Non mi soffermo sulle battute sulla malattia mentale, cosa che mi caratterizza da tempo, dato che fra Asperger, Disturbo Ossessivo Compulsivo ed altri grossi paroloni di cui tutti hanno paura non so più come definirmi e forse, forse, non voglio. Non voglio, per la prima volta, erigere un muro fra me ed il mio interlocutore ponendo i mattoni costituiti dalle malattie come divisore.
Santo cielo, inizio a parlare per metafore edilizie come la dottoressa. Sto diventando grave, forse dovrei iniziare ad impegnarmi a guarire, se rischio di frequentarla ancora un po' sono guai. Mi lamento di non guarire e allo stesso tempo vorrei farlo. Ma esattamente, cosa ho nel cervello?
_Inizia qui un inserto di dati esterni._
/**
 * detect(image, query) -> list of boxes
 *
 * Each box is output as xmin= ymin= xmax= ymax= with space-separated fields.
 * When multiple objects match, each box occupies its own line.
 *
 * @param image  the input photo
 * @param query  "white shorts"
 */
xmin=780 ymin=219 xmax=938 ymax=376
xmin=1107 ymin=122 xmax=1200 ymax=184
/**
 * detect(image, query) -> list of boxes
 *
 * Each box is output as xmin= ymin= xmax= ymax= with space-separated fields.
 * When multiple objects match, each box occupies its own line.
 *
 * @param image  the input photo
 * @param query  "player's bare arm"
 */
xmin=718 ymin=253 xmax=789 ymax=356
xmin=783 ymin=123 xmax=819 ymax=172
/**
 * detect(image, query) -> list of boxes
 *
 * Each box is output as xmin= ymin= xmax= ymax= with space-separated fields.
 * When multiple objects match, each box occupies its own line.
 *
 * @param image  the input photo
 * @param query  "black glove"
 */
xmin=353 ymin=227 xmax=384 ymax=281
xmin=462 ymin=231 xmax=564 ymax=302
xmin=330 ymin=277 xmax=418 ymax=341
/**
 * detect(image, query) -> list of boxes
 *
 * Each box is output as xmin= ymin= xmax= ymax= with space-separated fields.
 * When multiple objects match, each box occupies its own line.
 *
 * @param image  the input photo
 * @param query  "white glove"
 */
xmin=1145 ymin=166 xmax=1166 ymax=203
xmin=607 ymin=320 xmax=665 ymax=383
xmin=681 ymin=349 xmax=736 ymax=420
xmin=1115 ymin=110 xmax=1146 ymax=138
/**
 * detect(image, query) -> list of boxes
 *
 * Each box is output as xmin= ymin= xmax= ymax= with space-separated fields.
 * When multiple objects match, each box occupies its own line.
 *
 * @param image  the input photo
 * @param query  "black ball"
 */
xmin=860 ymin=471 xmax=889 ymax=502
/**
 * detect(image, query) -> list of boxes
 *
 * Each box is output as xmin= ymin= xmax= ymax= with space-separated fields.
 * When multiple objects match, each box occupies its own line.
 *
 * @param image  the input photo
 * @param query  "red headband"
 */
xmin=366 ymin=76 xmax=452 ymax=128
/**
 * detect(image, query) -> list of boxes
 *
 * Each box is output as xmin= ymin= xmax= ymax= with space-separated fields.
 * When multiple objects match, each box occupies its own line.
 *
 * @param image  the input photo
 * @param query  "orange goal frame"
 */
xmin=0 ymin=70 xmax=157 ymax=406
Effettivamente, effettivamente, effettivamente, se lo sapessi non starei qui.
"Sono qui da troppo" aggiungo con una risatina veramente imbarazzata ed imbarazzante, volgendo lo sguardo e gli occhi addolciti verso la torta che vedo posarsi attentamente sul tavolo.
E' asimmetrica rispetto ai piatti e ai bicchieri.
Tendo a guardare la ragazza per non accorgermene, per forzarmi a far sopravvalere la normalità alle mie ossessioni. "Io faccio schifo al the, invece" aggiungo, prima di voltarmi di scatto, come un automa incapace di gestirmi, con le dita che tremano sposto i bicchieri, le posate, i piatti. Tutto simmetrico, tutto sistemato. Rigiro più volte le posate, prima da un lato, poi dall'altro. Prima da un lato, poi dall'altro.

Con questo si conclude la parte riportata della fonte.